Publications of the week: When not to use DOACs?

Background: Direct oral anticoagulants (DOACs) are the guideline-supported first-line anticoagulants for millions of patients worldwide for stroke prevention in atrial fibrillation (AF) and for the treatment of venous thromboembolism (VTE). DOACs have been considered for other clinical situations, in which, however, the evidence for their efficacy and safety has not been established with well-designed randomized controlled trials (RCTs) to date. Moreover, there are situations that may not be intuitive or apparent to clinicians, where DOACs can cause more harm than other anticoagulants.
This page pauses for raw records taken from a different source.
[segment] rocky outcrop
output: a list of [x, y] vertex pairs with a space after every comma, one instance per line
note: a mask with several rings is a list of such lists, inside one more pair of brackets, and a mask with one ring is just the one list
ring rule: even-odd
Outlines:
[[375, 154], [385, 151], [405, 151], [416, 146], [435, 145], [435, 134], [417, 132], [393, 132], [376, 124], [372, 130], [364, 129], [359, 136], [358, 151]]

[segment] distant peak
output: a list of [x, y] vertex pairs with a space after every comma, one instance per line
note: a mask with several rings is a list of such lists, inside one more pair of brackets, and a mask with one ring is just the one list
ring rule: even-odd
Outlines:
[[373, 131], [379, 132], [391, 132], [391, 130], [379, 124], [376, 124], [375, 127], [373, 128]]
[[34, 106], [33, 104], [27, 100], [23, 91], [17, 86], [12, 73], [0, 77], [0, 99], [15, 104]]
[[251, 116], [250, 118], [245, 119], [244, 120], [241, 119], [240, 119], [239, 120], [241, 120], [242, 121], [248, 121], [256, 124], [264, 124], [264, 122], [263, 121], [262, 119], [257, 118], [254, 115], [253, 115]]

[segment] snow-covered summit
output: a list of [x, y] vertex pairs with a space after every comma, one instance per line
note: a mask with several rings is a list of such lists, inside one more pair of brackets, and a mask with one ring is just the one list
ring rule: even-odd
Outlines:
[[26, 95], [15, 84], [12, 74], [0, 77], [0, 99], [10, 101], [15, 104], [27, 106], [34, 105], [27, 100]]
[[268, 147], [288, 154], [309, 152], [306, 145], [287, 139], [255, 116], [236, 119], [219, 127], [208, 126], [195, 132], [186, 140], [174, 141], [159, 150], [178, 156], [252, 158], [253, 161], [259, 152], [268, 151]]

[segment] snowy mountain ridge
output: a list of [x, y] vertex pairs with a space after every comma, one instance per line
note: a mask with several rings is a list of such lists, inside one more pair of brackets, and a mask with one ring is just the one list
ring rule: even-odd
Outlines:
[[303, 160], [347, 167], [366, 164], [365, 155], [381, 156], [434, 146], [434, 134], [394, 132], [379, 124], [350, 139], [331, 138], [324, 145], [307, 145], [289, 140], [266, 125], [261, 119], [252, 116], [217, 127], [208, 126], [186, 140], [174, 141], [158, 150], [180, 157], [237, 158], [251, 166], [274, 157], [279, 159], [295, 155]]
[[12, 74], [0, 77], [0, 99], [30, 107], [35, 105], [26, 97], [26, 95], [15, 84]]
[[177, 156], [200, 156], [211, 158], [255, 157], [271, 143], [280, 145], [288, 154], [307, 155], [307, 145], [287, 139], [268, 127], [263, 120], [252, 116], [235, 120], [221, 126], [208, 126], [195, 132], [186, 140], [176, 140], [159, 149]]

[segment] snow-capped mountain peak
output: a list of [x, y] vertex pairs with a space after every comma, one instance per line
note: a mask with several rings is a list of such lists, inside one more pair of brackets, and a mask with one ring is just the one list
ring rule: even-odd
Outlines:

Methods: The American College of Cardiology convened a multidisciplinary panel to address the aforementioned issues. The aims of this review included providing an evidence-based summary as to the efficacy and safety of DOACs compared with vitamin K antagonists (VKAs) for established indications (AF, VTE) and other clinical situations where the efficacy and safety of DOACs are uncertain or where DOACs should be avoided. The panel considered recommendations for the entire DOAC drug class, not for individual DOACs.

Results: In clinical situations other than stroke prevention in AF or treatment of VTE (lower limb deep vein thrombosis [DVT], pulmonary embolism [PE]), there were 3 main findings:

• RCTs suggest that DOACs are not as efficacious or as safe as VKAs in patients with:
• Mechanical heart valves.
• Thrombotic antiphospholipid syndrome.
• AF associated with rheumatic heart disease.

• DOACs do not provide a net therapeutic benefit in patients with embolic stroke of undetermined source.
• The efficacy of DOACs is uncertain in patients with:
• Left ventricular thrombi.
• Catheter-associated upper extremity DVT.
• Cerebral sinus/splanchnic vein thrombosis.
• AF or VTE and severe or end-stage kidney disease (creatinine clearance <30 mL/min).

McMaster editors’ commentary: DOACs have revolutionized anticoagulant management due to their net therapeutic benefits and greater ease of use as compared with VKAs. It is not surprising, therefore, that their convenience in administration (fixed dose regimens, no routine laboratory monitoring) has led to “prescribing creep” into nonapproved clinical situations. If clinicians are to use DOACs in an off-label manner, this should be done in consultation with an appropriate specialist and, if in doubt, the default management is treatment with a VKA. All clinicians should be aware of situations where DOACs are inferior to VKAs and should be avoided.